From Blu Venture Investors, who spell it out clearly and simply:

  1. Identify the problem
  2. Explain your solution—product—technology
  3. Business model—how will you make money?
  4. Go-to-market strategy—how will you acquire customers?
  5. Competition—a realistic assessment of your competitor’s strengths and weaknesses.
  6. How will you overcome them?
  7. Experience of management team and advisors
  8. Realistic financial projections and technical milestones
  9. Use of funds
  10. Exit strategy
  11. Deal terms
  12. Conclusion—why invest?

The final two points are for investors. If you’re bootstrapping, consider: why us, why now?

Remember: as Yin said,  even founders who have managed to get large early rounds may find it much more difficult to get follow-on funding, sans a revenue-generating business model:

“10) This is because 1 large unnamed fund invested TONS of money into a lot of seemingly hot but unprofitable companies and then lost a lot of money. Now a lot of VCs are scared. As it would turn out, you cannot “will” a business to work with large amounts of capital. (ED: Who’d have thought???) 11) This change in mental models now affects all founders coming up beyond seed. A new focus on profitability is going to separate the winners from the losers in this next few years. Thriftier founders will win. 12) However, from past exp w/ past portfolio cos, this is incredibly hard for founders who have had an easy time raising large amnts of seed money, because they end up with high burn and don’t realize just how hard fundraising will become. 13) So here’s the irony – it’s actually these pedigreed founders in our portfolio that I worry about the most. Yet, they were the ones who were supposed to have the easiest time building big businesses. That’s why VCs threw money at them in the first place. 14) In fact, it’s usually our thriftiest founders – usually by necessity because fundraising was always hard for them – that I think do the best in these conditions. They crank out good biz practices & watch cash like a hawk and know precisely how much money is coming in and out.

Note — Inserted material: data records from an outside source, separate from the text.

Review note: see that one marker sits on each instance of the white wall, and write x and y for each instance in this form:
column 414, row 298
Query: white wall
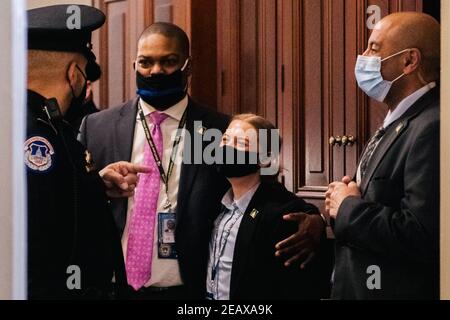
column 445, row 152
column 12, row 134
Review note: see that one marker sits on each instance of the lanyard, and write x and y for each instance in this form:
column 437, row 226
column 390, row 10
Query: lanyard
column 224, row 235
column 164, row 177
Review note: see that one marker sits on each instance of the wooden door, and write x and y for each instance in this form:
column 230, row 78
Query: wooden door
column 293, row 62
column 116, row 45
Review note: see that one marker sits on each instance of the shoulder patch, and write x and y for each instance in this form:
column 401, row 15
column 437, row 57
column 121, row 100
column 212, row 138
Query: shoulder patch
column 38, row 154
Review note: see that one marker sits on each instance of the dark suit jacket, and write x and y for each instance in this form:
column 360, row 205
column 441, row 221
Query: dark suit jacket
column 256, row 272
column 395, row 225
column 108, row 135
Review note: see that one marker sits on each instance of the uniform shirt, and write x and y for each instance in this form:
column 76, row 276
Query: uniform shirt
column 400, row 110
column 165, row 272
column 69, row 221
column 223, row 241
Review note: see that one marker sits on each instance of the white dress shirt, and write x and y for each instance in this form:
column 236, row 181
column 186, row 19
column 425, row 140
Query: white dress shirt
column 223, row 240
column 400, row 110
column 165, row 272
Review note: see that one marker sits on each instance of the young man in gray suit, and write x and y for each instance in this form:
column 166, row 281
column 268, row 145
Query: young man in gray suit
column 192, row 192
column 386, row 222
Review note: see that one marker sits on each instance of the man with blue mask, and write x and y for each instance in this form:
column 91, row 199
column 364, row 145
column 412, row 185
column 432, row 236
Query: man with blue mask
column 167, row 265
column 386, row 219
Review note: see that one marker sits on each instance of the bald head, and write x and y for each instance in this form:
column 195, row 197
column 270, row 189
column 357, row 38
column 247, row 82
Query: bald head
column 170, row 31
column 405, row 30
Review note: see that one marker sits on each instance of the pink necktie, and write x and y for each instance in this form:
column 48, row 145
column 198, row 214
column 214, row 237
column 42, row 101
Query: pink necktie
column 140, row 238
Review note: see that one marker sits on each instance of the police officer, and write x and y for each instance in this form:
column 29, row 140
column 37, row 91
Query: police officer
column 73, row 248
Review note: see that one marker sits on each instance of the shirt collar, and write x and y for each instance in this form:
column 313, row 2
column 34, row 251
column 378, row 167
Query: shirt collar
column 175, row 112
column 243, row 202
column 406, row 103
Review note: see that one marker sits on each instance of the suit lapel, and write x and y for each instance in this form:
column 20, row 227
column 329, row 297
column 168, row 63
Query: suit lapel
column 379, row 153
column 244, row 238
column 124, row 133
column 394, row 131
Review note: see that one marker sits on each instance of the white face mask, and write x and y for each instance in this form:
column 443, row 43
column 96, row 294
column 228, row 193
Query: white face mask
column 369, row 78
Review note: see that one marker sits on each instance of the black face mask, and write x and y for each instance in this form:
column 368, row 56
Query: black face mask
column 162, row 91
column 240, row 164
column 75, row 109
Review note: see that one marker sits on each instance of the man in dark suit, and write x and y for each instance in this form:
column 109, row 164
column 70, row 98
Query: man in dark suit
column 193, row 192
column 387, row 222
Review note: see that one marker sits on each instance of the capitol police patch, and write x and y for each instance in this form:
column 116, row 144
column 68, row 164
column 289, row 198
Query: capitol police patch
column 38, row 154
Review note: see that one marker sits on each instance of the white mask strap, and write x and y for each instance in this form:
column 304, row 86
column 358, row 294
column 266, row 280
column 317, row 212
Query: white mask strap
column 395, row 54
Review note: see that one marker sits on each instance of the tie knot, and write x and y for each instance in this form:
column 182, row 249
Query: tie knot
column 158, row 117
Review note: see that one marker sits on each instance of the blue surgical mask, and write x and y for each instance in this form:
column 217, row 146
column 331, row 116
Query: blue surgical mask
column 369, row 78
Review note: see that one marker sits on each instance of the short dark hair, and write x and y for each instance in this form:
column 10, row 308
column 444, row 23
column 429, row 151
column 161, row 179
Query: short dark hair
column 169, row 30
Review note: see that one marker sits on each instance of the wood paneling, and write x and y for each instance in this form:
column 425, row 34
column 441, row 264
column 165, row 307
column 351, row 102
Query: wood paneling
column 116, row 45
column 246, row 51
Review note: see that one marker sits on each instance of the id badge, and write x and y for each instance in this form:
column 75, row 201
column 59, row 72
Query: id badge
column 166, row 235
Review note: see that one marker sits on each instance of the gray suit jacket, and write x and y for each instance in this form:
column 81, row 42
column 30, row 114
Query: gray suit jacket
column 108, row 135
column 395, row 226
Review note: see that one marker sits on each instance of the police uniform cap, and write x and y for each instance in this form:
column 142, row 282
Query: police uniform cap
column 55, row 28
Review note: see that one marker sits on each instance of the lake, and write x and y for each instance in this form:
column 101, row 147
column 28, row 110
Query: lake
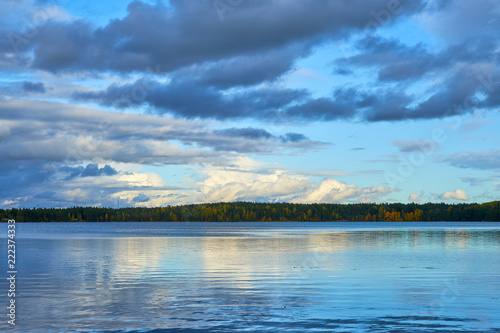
column 255, row 277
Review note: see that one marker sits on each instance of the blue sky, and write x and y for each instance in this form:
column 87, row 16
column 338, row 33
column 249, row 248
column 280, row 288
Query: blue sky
column 151, row 103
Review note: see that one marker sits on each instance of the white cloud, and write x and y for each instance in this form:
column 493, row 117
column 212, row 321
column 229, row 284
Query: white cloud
column 415, row 197
column 455, row 195
column 251, row 180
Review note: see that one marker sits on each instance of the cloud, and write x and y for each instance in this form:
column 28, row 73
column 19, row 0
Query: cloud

“15) So to recap: A) Good founders come from everywhere even if $ isn’t thrown at all of them. B) A mark of a good founder (beyond being highly skillful & good hiring) is being deeply analytical – understanding unit econ & cash flow C) Being thrifty (usually has grit & speed)

“16) Lastly, my hope for the @HustleFundVC portfolio – regardless of which bucket our founders fit – is to watch burn rate this year & focus on getting to profitability so you can control your own destiny. At the end of the day, isn’t that what building a business is all about?”

In the days of Web 1.0, not having a business model or path to profitability was wholly acceptable (as was kicking the can down the road during the most recent tech iteration). This was the New Economy, a thinking that may well have led in no small part to that bubble burst that you hear so much about – and which is mentioned every now and again at this juncture. No one wants another bubble and contrary to popular misconception, there is no real tech economy that functions outside the laws of man and nature and business and basic economics, and never was. In no other industrial age that established itself prior to tech did founders refer to their efforts as startups: they were building businesses.

And a head’s up to investors and entrepreneurs:

According to Quartz, “Firms with fewer than 20 employees are growing faster than any other category of small business, which together employ nearly 50% of the private workforce, and the ranks of the gainfully self-employed are swelling. Collectively, they are a force to be reckoned with.” We know that investors are fond of big exits. As we’ve seen with WeWork et al, well, that just doesn’t always work out…

Also important to keep in mind: funds and microfunds, angels and angel groups are still plentiful. They’re still willing to put up the dollars. But now, more than ever before, you’d better make sure that your business – and your path to big returns – makes sense. Onward and forward.